Veel meer dan naar een specifieke vereniging, verwijzen ze met “de onafhankelijke kineast” naar de beweging van zelforganiserende filmmakers en coöperatieven die onafhankelijk van grote productiehuizen hun werk maken. Een containerbegrip waarin plaats is voor experimentele films, maar ook voor kleinere, meer klassieke filmproducties, vergelijkbaar met hedendaagse onafhankelijke cinema (de indie). De leden van Studio E betoogden dat de filmgroep een aparte plaats innam ‘in de schoot van het amateurisme’ en daarom afscheid moet nemen van het V.A.K.O.V. Ze willen de vaandeldragers zijn van onafhankelijke cineasten in Vlaanderen en misschien zelfs in België, als brugfunctie tussen amateurisme en professionele verenigingen. Ze wilden de mogelijkheid creëren om subsidies aan te vragen voor hun werk, bijvoorbeeld voor een speelfilm, betere contacten met de pers onderhouden en een nieuwe relatie met de televisie opbouwen.

 

De structuur waarbinnen de organisaties opereerden, aangesloten bij de Vlaamse amateurcineasten, kwam niet overeen met de doelstellingen van Studio E, zoals al te lezen viel in de statuten. Een verschil was niet alleen inhoudelijk merkbaar, maar evenzeer in filmtechnische aspecten.
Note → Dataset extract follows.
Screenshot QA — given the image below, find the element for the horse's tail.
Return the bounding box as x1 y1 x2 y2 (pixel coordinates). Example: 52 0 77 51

In tegenstelling tot de andere leden aangesloten bij het V.A.K.O.V., werkten de leden van Studio E vooral met het professionelere (en duurdere) 16mm-formaat in plaats van 8mm of Super 8. Voormalig secretaris Vanderschueren herinnert zich dit moment en wijst op de bijkomende discrepantie die er ontstond toen veel ‘amateurs’ op dat moment met video gingen werken.

 

De film van Studio E waren collectieve creaties, ze waardeerden film als een autonoom medium, zochten aansluiting bij andere kunstvormen en uit artistieke overwegingen koos ze er resoluut voor om te werken met 16mm film. Hoewel Studio E nooit uitgroeide tot een volwaardige filmmakers coöperatieve, zoals er in de jaren 1960-1970 meerdere ontstonden in Amerika en Europa, laten hun films, de brief aan V.A.K.O.V. en de statuten zien dat deze ambitie aanwezig was.